Olá Maira, já faz algum tempo que lhe disse que enviaria uma carta para sua nova residência. Pedi seu novo endereço, que agora se encontra em Madri, porém o tempo passou - talvez uns dois ou três anos e acabei não te mandando nada. Porém cumpro agora meu dever com a palavra.
Muito do que quero falar é sobre o tudo e sobre o nada. E você sabe como sou daquelas pessoas que dizem muito, mas não dizem nada. Acho que seria melhor explicar com algo que esteja entre o tudo e o nada. Falo metaforicamente de um caso ao qual ouvi algo estranho, mas talvez não tão estranho quanto o tudo e o nada. É sobre Blue, um pintinho que ainda no ovo foi retirado por M., do seu ninho. Os motivos de M. não são de absoluta forma, estranhos, mas sim dúbios. Queria ele agradar o seu filho, ao qual não conseguia dar a devida atenção por motivos de trabalho ou talvez fosse puro sentimento de culpa que moveu M. em dar aquele ovo ao seu filho? Isso é o que ainda não se sabe, porém M. ficou muito satisfeito com o efeito que Blue teve nos primeiros dias de sua vida na existência de seu filho. Aliás, o nome do pintinho é ainda um mistério, pois não se sabe se foi porquê o ovo chocou-se em uma segunda-feira de céu azul ou se o filho de M. quis praticar o seu inglês que ainda estava em uma fase de afloramento.
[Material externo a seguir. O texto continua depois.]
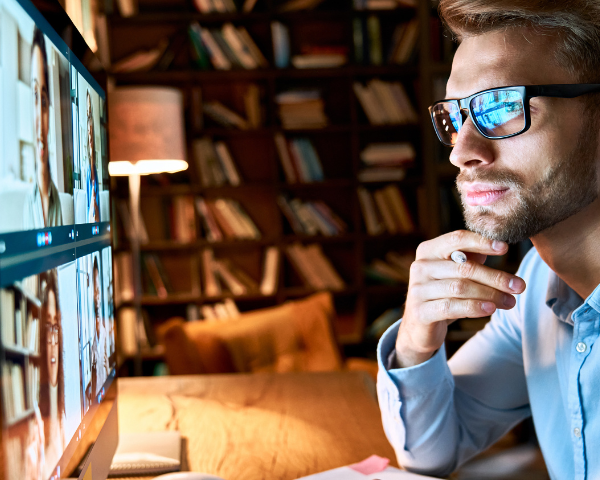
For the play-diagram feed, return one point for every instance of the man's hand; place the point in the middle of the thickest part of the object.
(441, 291)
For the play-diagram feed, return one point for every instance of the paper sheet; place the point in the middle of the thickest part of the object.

Porém é certo que foi o filho de M. quem deu o nome à Blue e não M.
Blue, quando nasceu e abriu os olhos piou para o filho de M., pois M. não estava por perto Blue acreditava que o filho de M. fosse sua mãe, assim como toda ave que sai do ovo acredita que o primeiro ser que o olha e lhe impõe cuidados acredita ser essa a sua cuidadora. O filho de M. cuidava com grande maestria de Blue, dando todo o alimento necessário que a ave precisava nos primeiros dias de sua vida e Blue que chocou e piou se emplumou.
As semanas passaram e Blue começou a perambular pela casa de M., sempre seguindo o que assim achava ser a sua cuidadora.

Guilherme, um gato gordo que existia na casa e que não seguia o filho de M., começou a se interessar por Blue. Talvez fosse um início de amizade ou quem sabe o despertar de algum instinto selvagem, bem se sabe foi que ele começou a seguir Blue, primeiro com olhos atentos e depois para cada lugar que ele ia, mas nunca se atrevendo a chegar perto o bastante quando o filho de M. estivesse ao lado.
Houve um dia, porém em que o filho de M. se distraiu e fechou a porta sem que Blue tivesse passado e Guilherme apesar de ser considerado um gato gordo, facilmente se apoderou de Blue e lhe deu uma dentada na cabeça, o que fez com que a vida do jovem Blue se desvanecesse.
O filho de M. quando deu pela falta de Blue começou a procurá-lo pelos cantos da casa e não demorou muito para encontrar aquele animal peludo que ao olhá-lo soltou um miado que esboçava satisfação por estar digerindo Blue. O filho de M. ficou apavorado ao ver as penas amarelas de Blue soltas pela sala.
O fim de Blue trouxe toda uma tristeza para o filho de M. e M. assim que percebeu que seu filho não corria pela casa com o seu pintinho tratou de se questionar o porquê dele não ter mais gostado daquele presente que a principio lhe dera tanto prazer. M. não sabia que Guilherme havia comido

Blue, muito menos seu filho havia contado tal tragédia, por isso suas conclusões não passavam perto da realidade, eram meras conjunturas. Pensava ele que talvez Blue tivesse crescido e abandonado seu filho ou o inverso.

Esse foi o triste fim de Blue, não só ter morrido e ter deixado uma vida de piados pela frente, mas por não ter despertado a consciência daquele que o trouxe até sua casa, pois esse se quer ouviu o seu piar.